Process by which hadrons are formed

Hadronization (or hadronisation) is the process of the formation of hadrons out of quarks and gluons. There are two main branches of hadronization: quark-gluon plasma (QGP) transformation and colour string decay into hadrons. The transformation of quark-gluon plasma into hadrons is studied in lattice QCD numerical simulations, which are explored in relativistic heavy-ion experiments. Quark-gluon plasma hadronization occurred shortly after the Big Bang when the quark–gluon plasma cooled down to the Hagedorn temperature (about 150 MeV) when free quarks and gluons cannot exist. In string breaking, new hadrons are forming out of quarks, antiquarks and sometimes gluons, spontaneously created from the vacuum.

== Statistical hadronization ==
A highly successful description of QGP hadronization is based on statistical phase space weighting according to the Fermi–Pomeranchuk model of particle production. This approach was developed, since 1950, initially as a qualitative description of strongly interacting particle production. It was originally not meant to be an accurate description, but a phase space estimate of upper limit to particle yield. In the following years numerous hadronic resonances were discovered. Rolf Hagedorn postulated the statistical bootstrap model (SBM) allowing to describe hadronic interactions in terms of statistical resonance weights and the resonance mass spectrum. This turned the qualitative Fermi–Pomeranchuk model into a precise statistical hadronization model for particle production. However, this property of hadronic interactions poses a challenge for the statistical hadronization model as the yield of particles is sensitive to the unidentified high mass hadron resonance states. The statistical hadronization model was first applied to relativistic heavy-ion collisions in 1991, which led to the recognition of the first strange anti-baryon signature of quark-gluon plasma discovered at CERN.

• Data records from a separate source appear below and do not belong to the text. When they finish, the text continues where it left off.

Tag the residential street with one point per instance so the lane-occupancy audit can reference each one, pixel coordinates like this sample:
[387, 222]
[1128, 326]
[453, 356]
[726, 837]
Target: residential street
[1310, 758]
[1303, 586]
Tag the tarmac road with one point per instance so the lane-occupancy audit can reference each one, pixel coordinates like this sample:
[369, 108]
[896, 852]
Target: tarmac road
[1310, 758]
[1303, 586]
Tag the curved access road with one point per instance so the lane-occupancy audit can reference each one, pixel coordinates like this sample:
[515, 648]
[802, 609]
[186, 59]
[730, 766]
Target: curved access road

==Phenomenological studies of string model and fragmentation==
The QCD (Quantum Chromodynamics) of the hadronization process are not yet fully understood, but are modeled and parameterized in a number of phenomenological studies, including the Lund string model and in various long-range QCD approximation schemes.

The tight cone of particles created by the hadronization of a single quark is called a jet. In particle detectors, jets are observed rather than quarks, whose existence must be inferred. The models and approximation schemes and their predicted jet hadronization, or fragmentation, have been extensively compared with measurement in a number of high energy particle physics experiments, e.g. TASSO, OPAL and H1.

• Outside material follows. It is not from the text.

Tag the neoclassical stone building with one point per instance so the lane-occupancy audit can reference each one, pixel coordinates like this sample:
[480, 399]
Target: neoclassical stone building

Hadronization can be explored using Monte Carlo simulation. After the particle shower has terminated, partons with virtualities (how far off shell the virtual particles are) on the order of the cut-off scale remain. From this point on, the parton is in the low momentum transfer, long-distance regime in which non-perturbative effects become important. The most dominant of these effects is hadronization, which converts partons into observable hadrons. No exact theory for hadronization is known but there are two successful models for parameterization.

These models are used within event generators which simulate particle physics events. The scale at which partons are given to the hadronization is fixed by the shower Monte Carlo component of the event generator. Hadronization models typically start at some predefined scale of their own. This can cause significant issue if not set up properly within the Shower Monte Carlo. Common choices of shower Monte Carlo are PYTHIA and HERWIG. Each of these correspond to one of the two parameterization models.

==The top quark does not hadronize==
The top quark, however, decays via the weak force with a mean lifetime of 5×10^{−25} seconds. Unlike all other weak interactions, which typically are much slower than strong interactions, the top quark weak decay is uniquely shorter than the time scale at which the strong force of QCD acts, so a top quark decays before it can hadronize. The top quark is therefore almost a free particle.